The strategy works only if there are doses to ring. That is why the Oxford timeline matters. The Zaire strain of Ebola already has an approved vaccine that has been used in DRC outbreaks since 2018. Bundibugyo has had nothing. The current outbreak has, in effect, been ringed with prevention measures that did not include an injection — until now, perhaps. Kenyan public-health officials, who have spent the last week reviewing surveillance plans at the western border, have made clear that any vaccine doses that become available will be discussed at the East African Community level, not unilaterally.

What "in two to three months" really means

The phrase has been repeated in headlines, sometimes without the qualifiers. Lambe and the WHO have both been careful to attach the same caveats. The animal data has not yet been published. The vaccine has not been tested in a single human. Manufacturing-grade material, regulatory submissions, and ethical approvals for a Phase 1 trial each take their own time. A two-to-three-month figure refers to the earliest possible date that a research dose could exist; it does not refer to a vaccine on shelves.

For the diaspora, this is a familiar distinction. Many Kenyans abroad lived through the same kind of headline cycle in early 2020, when "a vaccine is being developed" carried very different weight depending on whether one was reading the Daily Nation, BBC News, or a forwarded WhatsApp post. The most reliable signal in the next few weeks will not be promotional press releases but the publication of pre-clinical immunogenicity data and a Phase 1 trial registration on the UK clinical-trials registry.

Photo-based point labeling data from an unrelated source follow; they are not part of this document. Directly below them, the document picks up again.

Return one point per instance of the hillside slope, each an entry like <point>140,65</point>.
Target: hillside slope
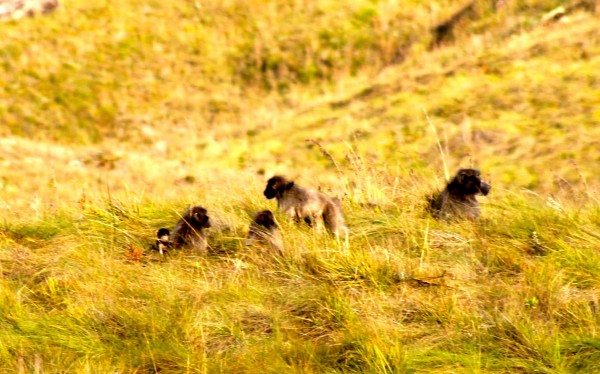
<point>119,116</point>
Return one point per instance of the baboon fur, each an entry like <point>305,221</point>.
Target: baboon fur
<point>188,231</point>
<point>458,199</point>
<point>265,231</point>
<point>305,204</point>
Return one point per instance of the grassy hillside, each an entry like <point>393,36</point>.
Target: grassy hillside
<point>115,117</point>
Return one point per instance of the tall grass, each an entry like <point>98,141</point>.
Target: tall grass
<point>152,107</point>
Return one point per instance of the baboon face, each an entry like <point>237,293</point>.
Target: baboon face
<point>469,182</point>
<point>276,186</point>
<point>163,234</point>
<point>198,218</point>
<point>265,218</point>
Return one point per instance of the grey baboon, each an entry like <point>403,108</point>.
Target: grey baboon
<point>458,199</point>
<point>265,231</point>
<point>188,231</point>
<point>163,243</point>
<point>305,204</point>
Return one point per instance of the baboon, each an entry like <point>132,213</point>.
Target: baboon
<point>188,231</point>
<point>264,230</point>
<point>458,199</point>
<point>163,243</point>
<point>305,204</point>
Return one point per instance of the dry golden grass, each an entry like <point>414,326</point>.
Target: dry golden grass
<point>120,115</point>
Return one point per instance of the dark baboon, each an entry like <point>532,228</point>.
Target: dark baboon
<point>163,243</point>
<point>444,31</point>
<point>458,199</point>
<point>305,204</point>
<point>188,231</point>
<point>264,230</point>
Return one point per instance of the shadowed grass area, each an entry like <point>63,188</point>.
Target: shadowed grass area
<point>119,116</point>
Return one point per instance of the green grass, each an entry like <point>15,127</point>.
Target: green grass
<point>120,116</point>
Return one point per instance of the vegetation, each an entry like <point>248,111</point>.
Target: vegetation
<point>117,115</point>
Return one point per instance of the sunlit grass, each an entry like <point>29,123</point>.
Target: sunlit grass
<point>119,116</point>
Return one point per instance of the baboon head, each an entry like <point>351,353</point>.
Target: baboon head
<point>163,234</point>
<point>276,186</point>
<point>265,219</point>
<point>196,217</point>
<point>469,182</point>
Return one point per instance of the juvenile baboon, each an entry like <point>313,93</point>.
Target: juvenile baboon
<point>305,204</point>
<point>458,199</point>
<point>264,230</point>
<point>163,243</point>
<point>188,231</point>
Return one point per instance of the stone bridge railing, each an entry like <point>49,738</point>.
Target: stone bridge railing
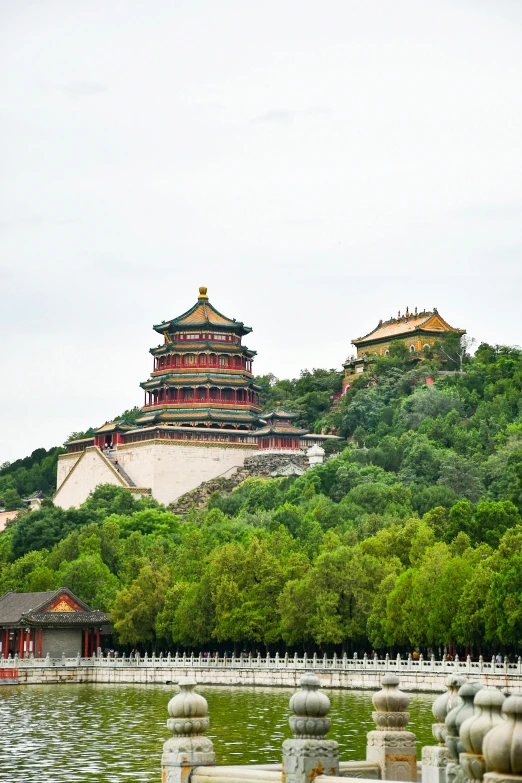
<point>399,665</point>
<point>478,733</point>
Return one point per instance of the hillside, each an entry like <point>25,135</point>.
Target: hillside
<point>411,535</point>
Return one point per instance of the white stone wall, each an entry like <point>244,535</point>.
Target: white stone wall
<point>167,468</point>
<point>89,471</point>
<point>170,469</point>
<point>66,463</point>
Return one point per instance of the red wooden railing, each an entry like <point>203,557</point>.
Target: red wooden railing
<point>8,674</point>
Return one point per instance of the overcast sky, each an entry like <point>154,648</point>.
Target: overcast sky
<point>318,165</point>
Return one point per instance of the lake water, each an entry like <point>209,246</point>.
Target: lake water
<point>114,733</point>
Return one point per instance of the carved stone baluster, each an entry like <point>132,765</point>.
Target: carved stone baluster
<point>310,753</point>
<point>435,757</point>
<point>487,708</point>
<point>502,746</point>
<point>188,748</point>
<point>390,745</point>
<point>454,720</point>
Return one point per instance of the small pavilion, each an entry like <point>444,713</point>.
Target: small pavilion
<point>55,623</point>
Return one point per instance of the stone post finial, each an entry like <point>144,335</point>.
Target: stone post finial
<point>487,708</point>
<point>502,746</point>
<point>390,745</point>
<point>188,747</point>
<point>443,704</point>
<point>310,706</point>
<point>309,754</point>
<point>454,720</point>
<point>435,757</point>
<point>390,704</point>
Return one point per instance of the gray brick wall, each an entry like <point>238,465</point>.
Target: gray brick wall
<point>56,641</point>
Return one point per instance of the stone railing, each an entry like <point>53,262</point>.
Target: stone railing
<point>399,665</point>
<point>478,733</point>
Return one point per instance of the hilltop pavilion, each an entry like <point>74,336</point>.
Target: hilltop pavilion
<point>416,331</point>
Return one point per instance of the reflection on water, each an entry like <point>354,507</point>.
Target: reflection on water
<point>114,733</point>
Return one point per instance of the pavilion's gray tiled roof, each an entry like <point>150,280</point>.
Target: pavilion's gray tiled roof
<point>20,608</point>
<point>94,618</point>
<point>14,605</point>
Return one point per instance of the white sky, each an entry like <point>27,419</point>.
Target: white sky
<point>318,165</point>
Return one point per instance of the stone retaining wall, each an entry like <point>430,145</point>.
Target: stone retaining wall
<point>286,678</point>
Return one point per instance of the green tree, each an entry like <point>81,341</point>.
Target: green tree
<point>135,608</point>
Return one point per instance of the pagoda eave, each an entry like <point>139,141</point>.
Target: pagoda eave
<point>182,408</point>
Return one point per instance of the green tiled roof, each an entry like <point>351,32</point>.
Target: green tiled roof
<point>199,379</point>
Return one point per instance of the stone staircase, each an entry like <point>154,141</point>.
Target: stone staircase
<point>112,459</point>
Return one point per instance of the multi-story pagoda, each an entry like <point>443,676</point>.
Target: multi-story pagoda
<point>202,374</point>
<point>201,417</point>
<point>416,331</point>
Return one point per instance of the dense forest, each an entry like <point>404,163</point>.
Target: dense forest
<point>409,535</point>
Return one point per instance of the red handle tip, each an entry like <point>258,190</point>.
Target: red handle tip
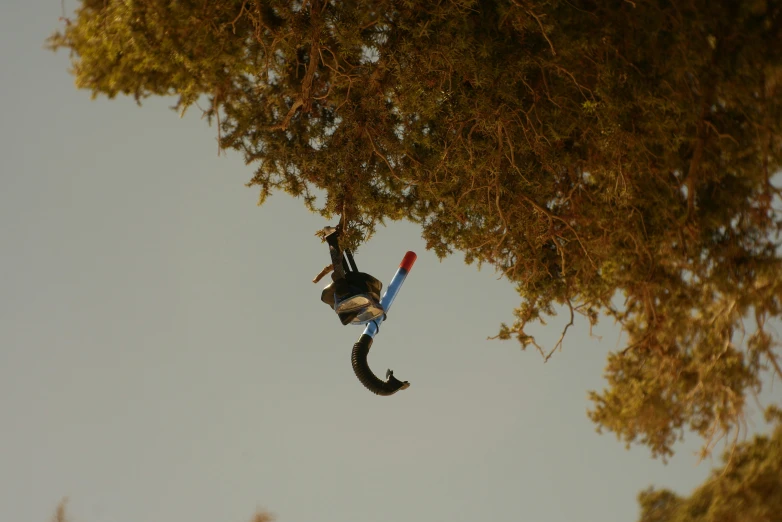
<point>407,261</point>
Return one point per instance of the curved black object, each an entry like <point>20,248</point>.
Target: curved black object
<point>370,381</point>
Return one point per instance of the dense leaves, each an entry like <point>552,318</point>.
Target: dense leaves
<point>610,157</point>
<point>747,489</point>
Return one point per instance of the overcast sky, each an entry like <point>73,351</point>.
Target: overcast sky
<point>164,356</point>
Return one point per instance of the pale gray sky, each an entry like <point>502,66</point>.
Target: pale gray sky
<point>164,356</point>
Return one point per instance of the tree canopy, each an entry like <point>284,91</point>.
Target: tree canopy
<point>748,488</point>
<point>608,158</point>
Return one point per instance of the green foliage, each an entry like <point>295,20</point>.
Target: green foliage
<point>610,157</point>
<point>747,489</point>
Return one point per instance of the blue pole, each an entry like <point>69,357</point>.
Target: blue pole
<point>391,292</point>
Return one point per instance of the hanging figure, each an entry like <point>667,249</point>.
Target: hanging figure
<point>355,296</point>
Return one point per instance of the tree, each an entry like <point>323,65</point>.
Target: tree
<point>748,488</point>
<point>610,157</point>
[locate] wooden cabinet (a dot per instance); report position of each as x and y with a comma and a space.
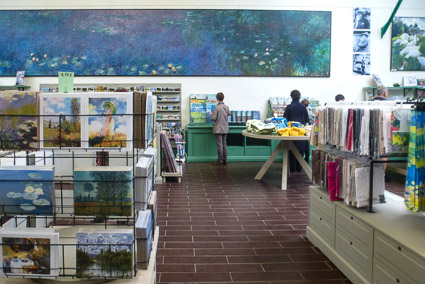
384, 247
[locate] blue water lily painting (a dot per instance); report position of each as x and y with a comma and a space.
26, 190
166, 42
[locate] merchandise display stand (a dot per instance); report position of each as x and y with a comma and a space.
286, 145
64, 218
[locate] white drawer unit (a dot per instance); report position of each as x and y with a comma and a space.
322, 225
398, 258
358, 253
384, 274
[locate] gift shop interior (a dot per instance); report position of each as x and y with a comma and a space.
212, 142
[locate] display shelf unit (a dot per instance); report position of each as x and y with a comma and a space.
394, 91
15, 87
64, 217
169, 107
369, 248
201, 145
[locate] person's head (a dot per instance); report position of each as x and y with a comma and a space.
220, 97
295, 95
382, 91
339, 98
305, 102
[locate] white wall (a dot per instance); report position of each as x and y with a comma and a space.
253, 92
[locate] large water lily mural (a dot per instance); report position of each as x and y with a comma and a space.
166, 42
408, 44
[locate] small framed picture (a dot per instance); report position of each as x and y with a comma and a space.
20, 78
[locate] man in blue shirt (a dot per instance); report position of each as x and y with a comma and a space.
296, 111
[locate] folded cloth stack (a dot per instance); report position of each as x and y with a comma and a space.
260, 128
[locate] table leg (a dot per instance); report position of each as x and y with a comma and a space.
285, 165
291, 146
269, 162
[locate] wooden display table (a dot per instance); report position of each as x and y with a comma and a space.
286, 144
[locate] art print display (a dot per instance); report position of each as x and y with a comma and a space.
16, 131
361, 64
111, 124
103, 191
61, 121
26, 190
169, 42
408, 44
105, 254
361, 18
29, 252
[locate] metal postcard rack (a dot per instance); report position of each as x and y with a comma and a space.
63, 218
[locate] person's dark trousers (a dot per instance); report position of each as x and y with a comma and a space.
221, 141
307, 152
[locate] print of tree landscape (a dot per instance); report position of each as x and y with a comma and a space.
166, 42
103, 193
408, 44
63, 128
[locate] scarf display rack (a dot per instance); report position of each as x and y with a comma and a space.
325, 138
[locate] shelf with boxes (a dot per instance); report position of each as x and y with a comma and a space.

What to watch from London, Nairobi and Kinshasa

Three things are worth tracking. First, the WHO situation reports, which are updated regularly and will signal whether the case count in DRC stabilises or continues to climb. Second, the Oxford team's pre-clinical results, which will determine whether the candidate moves into humans. Third, decisions inside the Kenyan Ministry of Health on whether to step up screening at the Busia, Malaba and Lokichoggio crossings. None of those three things are visible from a kitchen in Aurora, Colorado or a hospital ward in Birmingham. But each is being watched, in real time, by Kenyans who built lives abroad and still carry a phone number for someone whose drinking water comes from Lake Albert.

A small freezer in Oxford does not solve any of that. But the fact that it now holds, on paper, a possible answer to a strain that has killed roughly a third of the people it has touched is the kind of detail the Kenyan diaspora reads twice. It is the difference between a story about a far-off outbreak and a story about a tool that, if everything moves as fast as scientists hope and as carefully as patients deserve, might travel from a bench in England to a clinic in eastern DRC inside a year. For now, it is animal trials in Oxford, a chimpanzee virus emptied of its danger, and a borrowed delivery system that the diaspora already knows by another name.